Essentially, I wrote about North Point being so successful in their efforts to reach families. One of the driving forces behind their success was that most of the key leadership and staff had skin in the game. It was so important to be successful in this area becasue their kids and families were at stake too. It sounds selfish, but it’s the truth. We always show more interest in the things that are going to affect us most.
So, what if the average age of the senior leadership at your church is in their mid to late 50’s? You’re passionate about children’s ministry, but the senior leadership really has not “personal” investment in your ministry (other than the fact that most healthy churches have strong ministries to kids). What do you do? How do you convince your leadership that your area has great needs that they don’t see?
There’s probably a hundred ways to answer this question, but I’ll answer it the way I’d approach it. Actually, I’ll answer it the way I’m dealing with this right now. Gateway is not a “family” church. We do have families and they are very important here, but Gateway is not laser focused on families. Half of the church is single and the church is very missional toward reaching the post-modern crowd, and many of that crowd are not parents yet. There are a few on the senior leadership of Gateway that have young kids, but it’s certainly not a majority. So what is the vision and leadership laser focused on? Serving the community and spiritual multiplication is though. So the way I’m leading (especially this year) is to minister to kid and families with excellence, but putting a lot of effort into serving our community through our ministry and creating an environment where NexGen is a hotbed for spiritual multiplication for both kids and adults. If I do that well, I’m serving my church well and I’ll get what I need to be successful. My senior leadership will fuel what’s working.
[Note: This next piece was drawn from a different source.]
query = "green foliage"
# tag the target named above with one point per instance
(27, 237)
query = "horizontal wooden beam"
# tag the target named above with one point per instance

So, figure out what the senior leadership is most passionate about at your church and see if you can find common ground to fulfill that passion through your ministry. If you can’t find common ground, you’ll never be successful where you’re at and it’s doubtful your ministry will ever be remarkable. That’s basic leadership. Serve the vision of your leadership and you’ll be successful. If it’s not a fit, you’d be better off somewhere else where you can serve the vision of the leadership.